This morning I cleaned from 6 a.m. until about 9. That is necessary. Cleanliness almost assures that every quart jar of my pasta sauce will seal after canning. It also avoids food poisoning and other headaches.
I began the process of making my pasta sauce, as I do almost every labor Day weekend, by washing tomatoes, slicing them into small pieces, puree-ing them in my blender, grinding the puree through a food mill and dumping the uncooked sauce into the stockpots.

I have two stockpots. There is only room for two on my range top.

This year I am making a thick Bolognese style sauce, called Salsa Pomodoro alla maniera di Bologna, composed of cooked-down tomato sauce (you must use plum tomatoes), finely chopped onions, chopped sweet red peppers - fresh and also roasted red peppers, fondly called "arrosto" peppers. Other ingredients are basil, oregano, savory, olive oil, Chianti wine, Worcester sauce, garlic (lots) and Balsamic vinegar.
It is my own recipe, concocted over the years by taste and trial.

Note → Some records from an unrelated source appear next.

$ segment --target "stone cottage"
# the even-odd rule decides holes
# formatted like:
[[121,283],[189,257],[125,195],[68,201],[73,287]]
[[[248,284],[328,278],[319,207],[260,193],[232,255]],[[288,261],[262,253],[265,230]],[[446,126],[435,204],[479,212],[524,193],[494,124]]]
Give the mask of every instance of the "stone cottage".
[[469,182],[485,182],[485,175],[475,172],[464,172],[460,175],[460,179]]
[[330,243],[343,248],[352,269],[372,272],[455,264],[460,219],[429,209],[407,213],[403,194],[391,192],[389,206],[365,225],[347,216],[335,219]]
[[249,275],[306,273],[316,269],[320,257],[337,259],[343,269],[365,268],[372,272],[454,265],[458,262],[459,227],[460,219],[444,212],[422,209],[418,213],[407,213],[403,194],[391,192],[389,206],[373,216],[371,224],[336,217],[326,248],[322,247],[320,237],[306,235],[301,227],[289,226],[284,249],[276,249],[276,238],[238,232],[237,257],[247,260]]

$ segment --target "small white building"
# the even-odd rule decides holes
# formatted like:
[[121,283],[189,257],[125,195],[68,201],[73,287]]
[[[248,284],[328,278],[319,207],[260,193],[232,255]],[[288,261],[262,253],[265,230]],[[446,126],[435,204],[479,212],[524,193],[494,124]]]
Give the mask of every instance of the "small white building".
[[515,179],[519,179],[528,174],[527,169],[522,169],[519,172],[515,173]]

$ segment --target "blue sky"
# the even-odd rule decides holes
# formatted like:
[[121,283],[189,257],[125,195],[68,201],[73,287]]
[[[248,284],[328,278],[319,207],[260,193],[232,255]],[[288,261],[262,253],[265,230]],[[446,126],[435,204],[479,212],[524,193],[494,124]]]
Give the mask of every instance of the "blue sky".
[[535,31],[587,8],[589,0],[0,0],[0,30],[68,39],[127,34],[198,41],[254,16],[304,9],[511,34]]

The two pots are now full and cooking down. That will take about four more hours. In the meantime, I drink a glass of Bardolino and blog.
I should end up with about 14 or 15 quarts in this batch. That will suffice to get me through a year of lasagna, linguine, tagliatelle, casseroles and whatnot. I put the jars into a cabinet way up high, so my visitors cannot reach them and steal them. It has happened. My sauce is good.
Why do I make it rather than buy it at the market? After all, it is cheaper labor-wise to buy the damned sauce. The reason I make my own is that you cannot find a store-bought pasta sauce as good as what you can make in your own kitchen.
Granted, it is back-aching work and messy (I wear a red tee shirt and an apron) but it satisfies when you pour that sauce into browned ground meat, heat it up and pour it over a plate of angel hair pasta or ziti. It is the artist at work but without paintbrushes. It is the primal thing, the hunter-gatherer roasting the game over fire, the creative spirit at work - and prompted to work by his hungry gut.
Creativity comes in all aspects of life.
I almost forgot the 'cunning' part. I started working faster because my back got sore. So I damn near cut off a finger tip with the boning knife. No harm. Just a nick. And I didn't mix the red colors, believe me.